第18話 言い訳

 急いで来たのであろう、いつも身なりの整っている天宮が、ボサボサの頭でジャケットも着ないで立っている。


 ちっ! 長沼が明らかに舌打ちする。

 松子だけなら、なんとか言いくるめて強行突破することも可能だが、天宮も来てしまえば、そういうわけにもいかない。


「どうやってこの場所を調べたんですか」

「とある信頼できる筋の人間よ」


 長沼が大切な情報源を簡単に明かすわけがない。そこは、天宮も計算の内だ。


「天宮さん、安全のために長沼さんには、手続きが必要だって言ったんですが」

「あんぜん?……あ、ああ、安全ね、そう。大事! 安全でしょ?」


 まさか松子が長沼を引き止めるために突拍子もない嘘を言っていたとは、これは天宮には計算外。

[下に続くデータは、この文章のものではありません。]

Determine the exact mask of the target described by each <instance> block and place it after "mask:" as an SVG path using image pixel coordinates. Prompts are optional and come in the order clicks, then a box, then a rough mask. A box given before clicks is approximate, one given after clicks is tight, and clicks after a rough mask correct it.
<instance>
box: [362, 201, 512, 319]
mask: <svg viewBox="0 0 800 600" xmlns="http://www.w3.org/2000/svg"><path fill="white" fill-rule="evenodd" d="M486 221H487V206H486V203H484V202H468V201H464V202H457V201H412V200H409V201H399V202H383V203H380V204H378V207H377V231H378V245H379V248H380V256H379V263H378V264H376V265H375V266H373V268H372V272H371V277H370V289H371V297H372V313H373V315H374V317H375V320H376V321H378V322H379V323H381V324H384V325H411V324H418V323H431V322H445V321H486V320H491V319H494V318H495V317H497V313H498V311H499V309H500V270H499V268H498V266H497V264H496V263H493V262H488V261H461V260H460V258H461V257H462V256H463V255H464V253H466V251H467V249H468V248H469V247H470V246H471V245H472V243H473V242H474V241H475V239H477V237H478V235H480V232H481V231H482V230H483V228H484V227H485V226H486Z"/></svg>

「そう! それになんだか獣の鳴き声! あれはなんなの? 従業員は返り血を浴びているし!」


 長沼に言われて、松子を見れば、作業服全体に大福の食事の準備の際についたと思われる魚の血が付着している。


「うわっ……どんだけ不器用なんだ、松子さん」

「や、だって、一人暮らしだし、料理なんてほとんどしないし……刃物の扱いには慣れてないのよ」


 ほっけの大きさを調整するために、切り身にしようと試みたのだ。だが、トマトすらほとんど切ることのない生活を送っていた松子に、ほっけを三枚におろすのは、至難の業であった。

 結果、全身にほっけの返り血を浴びて、長沼を怯えさせることとなった。


「刃物? 刃物なんか使わないとダメなの?」

「え、あ……いや」

「そうなんです。備え付けの刃物が、刀みたいに大きくって!」


 松子よ。それが世に言う刺身包丁だ。よくご家庭で使う万能包丁より少し大きいが、歴とした包丁の一種である。


「ちょっ! 松子さん黙って!」

「か、刀?? 何、天宮君、革命でも狙ってるの? 本当は総理に背いて、裏でクーデターの準備とか? や、それにしても殺傷沙汰はダメよ。暴力では何も解決しないわ」

「は? ええ! ち、違う! 違います! 私は決してそのような考えは、持ってません!」

「じゃあ、この有り様はなんなのよ」

「この有り様は……」


 天宮の前に広げられたワードは、「厚生福祉施設」「安全のために必要な手続き」「獣の鳴き声」「作業員の服に付着した返り血」「刀の様な刃物」これを、穏便にかつ矛盾なく、さらに「あざらし幼稚園」という事実を隠して説明しなければならないのである。


「こ、この有り様は、ですね……」


 天宮は、己の能力の限界を感じながら必死で取り繕うための言葉を探す。

 

「手伝おうか?」

「や、これ以上は勘弁してください」


 賢明な天宮である。

 これ以上松子にしゃべらせれば、無用なワードがさらに増えて、説明が難しくなることを、天宮は気づいている。


「ええっと、ここは、総理が肝入りで進めている『厚生福祉施設』です」

「らしいわね」

「で、まだ皆様にお見せできる段階まで、開発は進んでおりません」

「で?」

「実験……そう!より良い施設にするために、色々と実験をしている最中なんです。ですから、危険な薬物などがまだその辺に転がっていたりして、来客に怪我をさせてしまう恐れがあるのです。ですから、長沼議員がここへ直接来られても、お通し出来ないのですよ。安全確認のための手続きが必要なんです」


 これでどうだ! 完璧だろう、と天宮が一息つく。


「刃物と返り血と獣の鳴き声は?」


 面倒なものが全部散らかったままであった。


「ある獣を使って、動物実験をしています。その獣の実験のために、刃物を使い、実験の過程で返り血がついたのですよ」


 今度こそ綺麗にまとまっただろう。天宮は安堵する。

 天宮の説明では、あざらしの大福が実験台にのぼらされてそうで、絵面的には最悪だが、まぁ実際に実験台に載せるわけではないから、ヨシとしようではないか。


「そう? 結局、何の施設なの」

「それはまだ、情報公開前ですから。『厚生福祉施設』とだけ」


 天宮は。ニコリと涼しい笑顔を長沼に向けた。